Balancing all the demands at home will be a huge factor for Henderson, who has played an LPGA-leading 85 rounds this year — and that doesn’t count four at the Olympics and another four on the European Tour, plus some other exhibition events.

On pro-am Wednesday, she couldn’t walk more than a few feet before being stopped for an autograph or selfie. Cameras surrounded the first tee for her opening shot of the pro-am.

“You know, it’s been a long season, I guess 23 or 24 events,” said Henderson, who will re-assess her schedule plan going into the 2017 season, but hasn’t finalized her plans.

“But there’s still lots of season left and lots of opportunities where I can get more top 10s. I can possibly win another event, which is really exciting for me. Especially being back home this week, it gives me that little bit of extra motivation to play well, to be at the top of the leaderboard.

“I kind of had some rough weeks leading up to the Olympics where my game wasn’t quite where I wanted it to be. When I had those two weeks off to play the Olympics, I tried to work really hard again. Then at the Olympics (where she finished two strokes off the podium) and last week in Calgary, I started to see my name back up there atop the leaderboard. It kind of gives me chills every time, but I love it and it kind of keeps me going.”

After missing the cut here by one stroke last year, Henderson hopes she has learned from the experience. Much has changed since then — when she was not even an LPGA member.
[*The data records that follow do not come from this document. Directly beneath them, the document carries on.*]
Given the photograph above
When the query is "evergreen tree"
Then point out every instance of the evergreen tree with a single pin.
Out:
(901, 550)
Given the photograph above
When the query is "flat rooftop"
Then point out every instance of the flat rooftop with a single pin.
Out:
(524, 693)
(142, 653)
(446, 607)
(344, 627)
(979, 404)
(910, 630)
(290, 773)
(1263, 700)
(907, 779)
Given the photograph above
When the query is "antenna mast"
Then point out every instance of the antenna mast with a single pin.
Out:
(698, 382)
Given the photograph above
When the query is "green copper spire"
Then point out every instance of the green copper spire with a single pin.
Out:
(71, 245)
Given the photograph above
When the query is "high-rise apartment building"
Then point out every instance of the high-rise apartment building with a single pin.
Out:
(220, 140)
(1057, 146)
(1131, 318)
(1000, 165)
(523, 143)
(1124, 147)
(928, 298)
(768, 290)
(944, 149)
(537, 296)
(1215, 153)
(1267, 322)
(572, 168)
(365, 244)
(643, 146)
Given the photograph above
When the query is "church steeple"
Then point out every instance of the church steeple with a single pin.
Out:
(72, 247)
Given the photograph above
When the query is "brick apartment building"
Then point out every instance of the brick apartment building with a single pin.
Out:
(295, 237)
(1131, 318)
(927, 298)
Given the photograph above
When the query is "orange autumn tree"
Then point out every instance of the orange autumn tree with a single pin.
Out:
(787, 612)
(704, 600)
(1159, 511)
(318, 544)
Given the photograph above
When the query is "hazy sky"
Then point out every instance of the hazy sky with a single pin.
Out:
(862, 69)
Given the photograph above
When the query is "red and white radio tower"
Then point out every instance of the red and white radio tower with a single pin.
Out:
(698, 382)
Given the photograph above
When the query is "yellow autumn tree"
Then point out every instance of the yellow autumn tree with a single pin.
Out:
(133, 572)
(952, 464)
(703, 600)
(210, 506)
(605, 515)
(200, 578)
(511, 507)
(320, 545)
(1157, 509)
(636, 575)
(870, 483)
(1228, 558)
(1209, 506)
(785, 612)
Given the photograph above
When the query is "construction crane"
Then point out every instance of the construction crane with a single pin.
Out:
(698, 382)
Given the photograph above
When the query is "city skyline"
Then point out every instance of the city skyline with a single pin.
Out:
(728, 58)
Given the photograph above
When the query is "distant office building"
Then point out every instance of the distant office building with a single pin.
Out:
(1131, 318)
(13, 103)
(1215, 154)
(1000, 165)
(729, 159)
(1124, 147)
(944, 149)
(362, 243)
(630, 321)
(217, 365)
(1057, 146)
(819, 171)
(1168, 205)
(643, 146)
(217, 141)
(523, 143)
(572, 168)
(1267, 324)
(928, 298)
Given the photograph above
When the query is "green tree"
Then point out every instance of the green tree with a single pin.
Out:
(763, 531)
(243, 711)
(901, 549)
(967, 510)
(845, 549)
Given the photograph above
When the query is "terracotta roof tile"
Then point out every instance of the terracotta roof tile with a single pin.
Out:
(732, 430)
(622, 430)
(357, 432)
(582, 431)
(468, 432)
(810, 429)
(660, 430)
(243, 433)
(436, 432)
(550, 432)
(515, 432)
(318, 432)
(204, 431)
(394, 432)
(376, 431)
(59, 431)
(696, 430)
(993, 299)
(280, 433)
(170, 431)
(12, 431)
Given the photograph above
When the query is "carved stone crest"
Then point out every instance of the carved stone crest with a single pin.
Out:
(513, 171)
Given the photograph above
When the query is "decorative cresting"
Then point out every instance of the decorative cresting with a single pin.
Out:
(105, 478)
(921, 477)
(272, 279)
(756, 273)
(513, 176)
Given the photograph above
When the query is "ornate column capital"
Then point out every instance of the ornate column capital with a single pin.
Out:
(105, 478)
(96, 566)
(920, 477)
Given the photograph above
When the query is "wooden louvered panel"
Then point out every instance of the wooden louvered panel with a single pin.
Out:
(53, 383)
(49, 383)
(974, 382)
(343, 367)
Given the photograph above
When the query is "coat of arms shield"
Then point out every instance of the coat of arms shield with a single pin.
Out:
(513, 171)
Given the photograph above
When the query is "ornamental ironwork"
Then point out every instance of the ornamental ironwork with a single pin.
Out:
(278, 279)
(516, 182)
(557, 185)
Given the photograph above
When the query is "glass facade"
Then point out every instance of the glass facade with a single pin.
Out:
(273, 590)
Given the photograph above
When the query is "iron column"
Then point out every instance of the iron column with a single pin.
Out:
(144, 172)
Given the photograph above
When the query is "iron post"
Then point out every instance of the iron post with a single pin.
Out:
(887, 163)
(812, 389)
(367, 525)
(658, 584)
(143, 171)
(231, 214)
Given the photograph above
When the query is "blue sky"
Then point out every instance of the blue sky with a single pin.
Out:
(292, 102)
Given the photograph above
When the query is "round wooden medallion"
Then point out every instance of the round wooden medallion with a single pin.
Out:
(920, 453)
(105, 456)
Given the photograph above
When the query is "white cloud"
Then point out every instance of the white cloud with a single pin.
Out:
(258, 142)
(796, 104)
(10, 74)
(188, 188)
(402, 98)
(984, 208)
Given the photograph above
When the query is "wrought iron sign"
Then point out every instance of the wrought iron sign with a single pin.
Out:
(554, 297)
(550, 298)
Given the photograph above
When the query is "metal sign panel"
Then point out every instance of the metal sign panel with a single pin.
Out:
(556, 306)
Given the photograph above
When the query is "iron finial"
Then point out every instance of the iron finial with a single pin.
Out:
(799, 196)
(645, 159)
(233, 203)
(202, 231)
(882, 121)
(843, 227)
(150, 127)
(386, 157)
Now she’s a three-time winner who is the clear star of the show at home — and one of the big names wherever the LPGA touches down.

Henderson still is looking for her first top-10 in a Canadian LPGA event — the tie for 14th last week marking her best showing in nine career events in her home country.

“I didn’t play my best here last year,” she said. “There was a lot of things going on for me. It was kind of a tougher week, but I still shot three under and ended up missing the cut by one just because the cut was extremely low.

“But coming back this year, I got to see nine holes of the course (on Tuesday). I really like it and I’ll be more aggressive than I was last year and chase after some more birdies and hopefully get some low scores.”

THAI GOLFER HAS DRIVE

CAMBRIDGE, Ont. — Ariya Jutanugarn hopes to showcase the drive of a champion this week.

In an effort to win for the sixth time this LPGA Tour season, the big-hitting Thai golfer is putting the driver back into her bag for the first time since May starting on Thursday at the Manulife Financial LPGA Classic at Whistle Bear Golf Club.

“I try to bring it out every week, but some courses I can’t hit my driver,” said the world’s second-ranked golfer, who is in the featured group with Canadian star Brooke Henderson for the first two rounds.

“But this course, I feel like it’s wide enough to hit driver. My distance, I’m not going to ... have a problem. All the trouble is not in my driver this week.”

Jutanugarn, 20, is 13th in driving distance on the LPGA Tour this year, despite rarely using her driver. She’s coming off a convincing win last week at the Canadian Pacific Women’s Open in Calgary, continuing a remarkable bounce-back season following a 2015 campaign that included 10 consecutive missed cuts.

“Last year, I really strained when I played golf,” she said. “When I grab my driver or grab my other club, I don’t want to (hit) the golf ball anymore. I started really scared last year.

“But this year to me, I’m really happy to play golf right now and really enjoy it. I can’t wait for (Thursday) to tee off with Brooke Henderson. I know we’re going to have fun on the course.”